Bladé - Contes populaires de la Gascogne, t. 3, 1886.djvu/Le Sermon du Cochon de

VIII

le sermon du cochon de lait



Autrefois, il y avait, à Sainte-Radegonde[1], un curé qui aimait mieux la viande que les choux, et le bon vin vieux que la piquette. Ce curé avait son presbytère attenant à l’église ; de sorte qu’en disant sa messe, il pouvait voir, de l’autel, ce qui se passait à sa cuisine.

Un dimanche, le curé, qui attendait du monde à dîner, avait commandé pour rôti un superbe cochon de lait. Mais, au beau milieu de la dernière messe, il aperçoit la servante, qui s’était endormie, en tournant la broche, et qui laissait brûler le cochon de lait.
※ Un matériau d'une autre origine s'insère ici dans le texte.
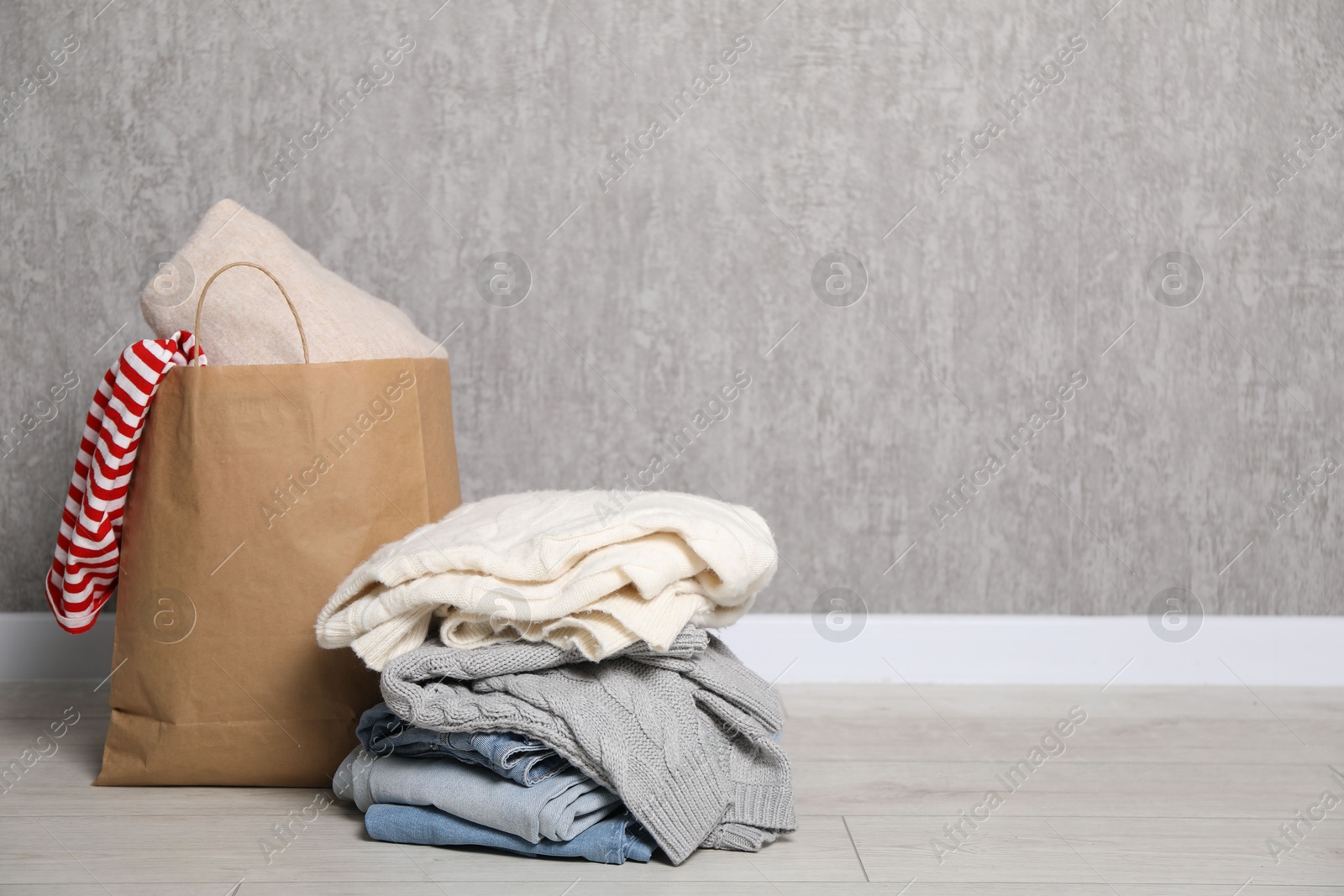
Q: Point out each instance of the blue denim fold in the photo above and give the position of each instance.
(612, 841)
(559, 808)
(522, 759)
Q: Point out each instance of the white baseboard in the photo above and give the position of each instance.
(1038, 649)
(941, 649)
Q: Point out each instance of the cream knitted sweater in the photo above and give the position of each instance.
(555, 567)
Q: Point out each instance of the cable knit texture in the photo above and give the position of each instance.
(683, 735)
(558, 567)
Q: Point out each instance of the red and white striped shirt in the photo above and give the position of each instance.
(84, 571)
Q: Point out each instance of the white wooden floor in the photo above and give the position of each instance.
(1162, 792)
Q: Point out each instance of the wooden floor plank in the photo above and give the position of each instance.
(1106, 851)
(1163, 792)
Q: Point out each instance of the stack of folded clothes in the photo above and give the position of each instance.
(549, 684)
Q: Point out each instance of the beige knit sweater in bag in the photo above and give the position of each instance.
(248, 322)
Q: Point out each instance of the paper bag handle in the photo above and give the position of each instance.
(293, 311)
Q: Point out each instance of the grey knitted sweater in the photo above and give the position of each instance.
(683, 736)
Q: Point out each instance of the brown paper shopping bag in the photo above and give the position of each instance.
(257, 490)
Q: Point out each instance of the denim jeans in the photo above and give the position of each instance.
(613, 840)
(507, 754)
(559, 808)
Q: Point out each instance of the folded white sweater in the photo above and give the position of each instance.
(555, 567)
Aussitôt, le curé monte en chaire, et fait ce sermon :

— « Mes bien chers frères, vous êtes tous de braves gens ; et je crois bien qu’aucun de vous n’est capable de porter directement la main sur le bien des autres. Mais il y a plus d’une façon de prendre les choses du prochain. Tenez, mes bien chers frères, lundi dernier, un homme de cette paroisse avait laissé son cochon pâturer dans le champ de fèves d’un voisin. Ce voisin s’indignait, et criait : « Hô ! hô ! Le cochon ! Le cochon ! »

À ce cri, la servante endormie se réveilla, et se remit à tourner la broche[2].

  1. Commune du canton de Fleurance (Gers). On met aussi cette historiette sur le compte du curé de Saint-Giny, près Lectoure.
  2. Ma grand’mère paternelle, Marie de Lacaze, native de Sainte-Radegonde (Gers), m’a souvent conté cette facétie.